Les intervenants de ce forum de très grande qualité, où le très fort intérêt des auditeurs a compensé leur petit nombre

La responsable du CAJ, qui a innové jeudi dernier, revient sur un forum d’une grande qualité

Nous avons eu l’occasion, durant le forum qui s’est tenu au centre communal de Péry, d’appréhender l’évolution de l’animation socioculturelle dans le champ de la jeunesse ces 20 dernières années dans notre région. Les différents intervenant∙e∙s ont donc mis en lumière ce métier quelque peu hybride, selon la perspective des terrains dans lesquels ils∙elles interviennent.

Représentant le CJB (Conseil du Jura bernois), Peter Gasser rappelait à l’assemblée, peu nombreuse mais intéressée, quel rôle il remplit, en mettant l’accent sur les subventions qui peuvent être accordées aux projets portés pour et par les jeunes. Il soulignait également la collaboration étroite entre Jura et Jura bernois lors de la création du poste de déléguée interjurassienne à la jeunesse, qui a vu le jour en 2012, et est actuellement occupé par Samantha Ramos. Les tâches dévolues aux communes, dans la mise en place des prestations liées à la jeunesse, sont donc articulées par le canton, les volontés politiques, etc. 

Coordination et soutien

Le poste de déléguée sert de coordination pour les communes, qui peuvent trouver du soutien et des conseils avisés auprès de cette personne De plus, les centres d’animations jeunesse ou espaces jeunes peuvent faire appel à ses compétences et à sa position stratégique entre les terrains et les autorités, afin de faire connaître les besoins identifiés auprès ou par leur public. Grâce aux différentes interventions de Samantha Ramos, l’assistance a pu découvrir la plateforme jeunesse « Oxyjeunes » pérennisée, mais également le fort encouragement donné à la participation à la démocratie directe pour les jeunes (et moins jeunes), à l’aide d’outils et de projets tels que le « cyberparlement », « easy vote », etc.

Rappelons encore ici différents projets comme « une journée pour ta commune », « Agenda culturel » et les formations mises en place par le réseau interjurassien PROPAJ (promotion de l’animation jeunesse régionale).
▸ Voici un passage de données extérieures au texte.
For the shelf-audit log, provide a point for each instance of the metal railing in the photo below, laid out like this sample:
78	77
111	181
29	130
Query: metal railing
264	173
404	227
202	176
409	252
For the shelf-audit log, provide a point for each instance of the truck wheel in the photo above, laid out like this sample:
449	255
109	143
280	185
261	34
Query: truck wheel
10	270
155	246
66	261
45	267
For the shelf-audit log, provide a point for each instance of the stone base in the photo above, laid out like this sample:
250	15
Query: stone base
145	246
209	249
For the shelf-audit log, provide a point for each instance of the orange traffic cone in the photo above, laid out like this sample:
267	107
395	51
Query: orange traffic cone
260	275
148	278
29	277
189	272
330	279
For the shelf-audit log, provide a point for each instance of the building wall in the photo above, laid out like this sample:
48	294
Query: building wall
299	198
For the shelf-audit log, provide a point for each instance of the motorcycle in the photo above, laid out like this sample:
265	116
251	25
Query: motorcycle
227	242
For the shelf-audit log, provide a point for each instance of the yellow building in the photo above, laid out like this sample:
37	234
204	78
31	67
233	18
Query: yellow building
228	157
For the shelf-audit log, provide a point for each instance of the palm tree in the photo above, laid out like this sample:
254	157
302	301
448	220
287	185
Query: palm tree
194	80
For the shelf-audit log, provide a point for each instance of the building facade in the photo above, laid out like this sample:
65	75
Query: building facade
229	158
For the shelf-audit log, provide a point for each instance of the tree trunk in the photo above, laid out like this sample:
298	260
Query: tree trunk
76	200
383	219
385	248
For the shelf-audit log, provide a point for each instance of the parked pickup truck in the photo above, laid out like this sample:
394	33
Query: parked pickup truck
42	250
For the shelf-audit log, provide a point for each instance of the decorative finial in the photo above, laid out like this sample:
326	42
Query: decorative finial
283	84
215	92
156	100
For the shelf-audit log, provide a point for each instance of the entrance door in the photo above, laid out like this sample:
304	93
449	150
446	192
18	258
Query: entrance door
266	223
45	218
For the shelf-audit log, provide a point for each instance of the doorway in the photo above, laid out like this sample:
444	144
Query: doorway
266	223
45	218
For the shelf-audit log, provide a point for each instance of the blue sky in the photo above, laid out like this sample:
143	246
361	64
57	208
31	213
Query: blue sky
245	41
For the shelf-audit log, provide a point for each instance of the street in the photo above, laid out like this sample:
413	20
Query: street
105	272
Un accompagnement et un encouragement

Si l’autonomie, la participation, l’écoute active et la valorisation des compétences coloraient sa présentation de par leur mise en avant, Qendresa Latifi, animatrice socioculturelle au SEJAC (service de la jeunesse et des actions communautaires) de Moutier, psychologue et auteure de « L’accueil libre, une école de la démocratie » (disponible sur reiso.org) illustrait l’action concrète des professionnel∙le∙s pour accompagner et encourager leur public.
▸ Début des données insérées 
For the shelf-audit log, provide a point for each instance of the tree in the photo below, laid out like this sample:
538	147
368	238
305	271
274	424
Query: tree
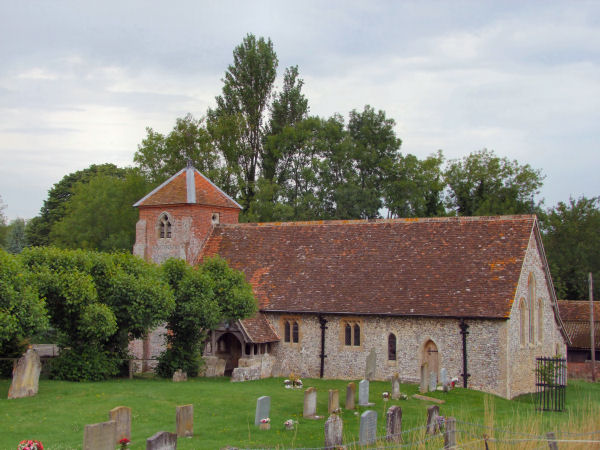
22	310
54	209
99	214
485	184
204	297
571	234
237	122
97	302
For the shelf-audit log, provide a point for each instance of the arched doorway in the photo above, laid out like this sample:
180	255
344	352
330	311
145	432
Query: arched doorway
229	348
431	357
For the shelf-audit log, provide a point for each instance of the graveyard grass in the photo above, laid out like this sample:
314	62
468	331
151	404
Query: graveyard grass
224	412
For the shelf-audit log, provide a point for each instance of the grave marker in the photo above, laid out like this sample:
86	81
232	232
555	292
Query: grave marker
100	436
368	427
185	420
26	376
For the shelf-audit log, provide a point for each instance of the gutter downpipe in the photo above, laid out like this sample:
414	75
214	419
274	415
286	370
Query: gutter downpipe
323	323
463	330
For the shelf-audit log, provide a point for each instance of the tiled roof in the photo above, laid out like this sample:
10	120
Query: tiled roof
576	317
259	329
188	186
452	267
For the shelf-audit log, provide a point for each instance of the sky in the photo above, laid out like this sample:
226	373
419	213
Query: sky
81	81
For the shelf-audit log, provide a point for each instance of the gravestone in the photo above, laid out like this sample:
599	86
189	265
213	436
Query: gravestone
179	375
263	409
368	427
100	436
334	431
371	365
424	385
444	379
122	416
185	420
26	376
393	425
310	403
334	400
433	426
432	381
163	440
363	393
395	386
350	395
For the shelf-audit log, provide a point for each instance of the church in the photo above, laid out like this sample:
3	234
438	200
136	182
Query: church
470	294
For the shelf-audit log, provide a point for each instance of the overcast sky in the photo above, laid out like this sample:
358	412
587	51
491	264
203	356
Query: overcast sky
80	81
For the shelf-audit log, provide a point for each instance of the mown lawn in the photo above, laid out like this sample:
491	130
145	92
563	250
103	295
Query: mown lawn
224	411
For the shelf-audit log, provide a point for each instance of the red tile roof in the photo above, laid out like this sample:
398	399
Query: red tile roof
456	267
576	317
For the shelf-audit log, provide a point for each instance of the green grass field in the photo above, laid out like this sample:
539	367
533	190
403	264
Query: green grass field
224	411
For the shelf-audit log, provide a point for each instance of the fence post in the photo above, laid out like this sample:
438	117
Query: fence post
551	441
450	433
L’intervenante prenait l’exemple du goûter, précisant que la collation peut devenir un outil concret de responsabilisation (ce qui amusait l’assemblée principalement composée de professionnel∙le∙s comprenant à sa juste valeur ce propos qui peut paraître si anodin), et combien il est donc important de rendre compte de ce qu’il s’y joue en le décortiquant.

Des acteurs !

Lorsque l’on choisit, en groupe dans un centre de jeunesse, il faut être capable de « s’exprimer, d’écouter, d’arbitrer et de s’engager » (concept selon Bason, Kaufmann et Joye-2017). Par cet exercice, aussi anodin soit-il, les jeunes ou les publics expérimentent la citoyenneté et développent leur pouvoir d’agir. A travers la socialisation qu’ils∙elles vivent en se rendant à l’accueil libre ou en s’impliquant dans les projets participatifs, les usager∙ère∙s renforcent leur estime de soi et se sentent donc légitimés à proposer, à discuter, à être acteur∙ice∙s de leurs propres décisions.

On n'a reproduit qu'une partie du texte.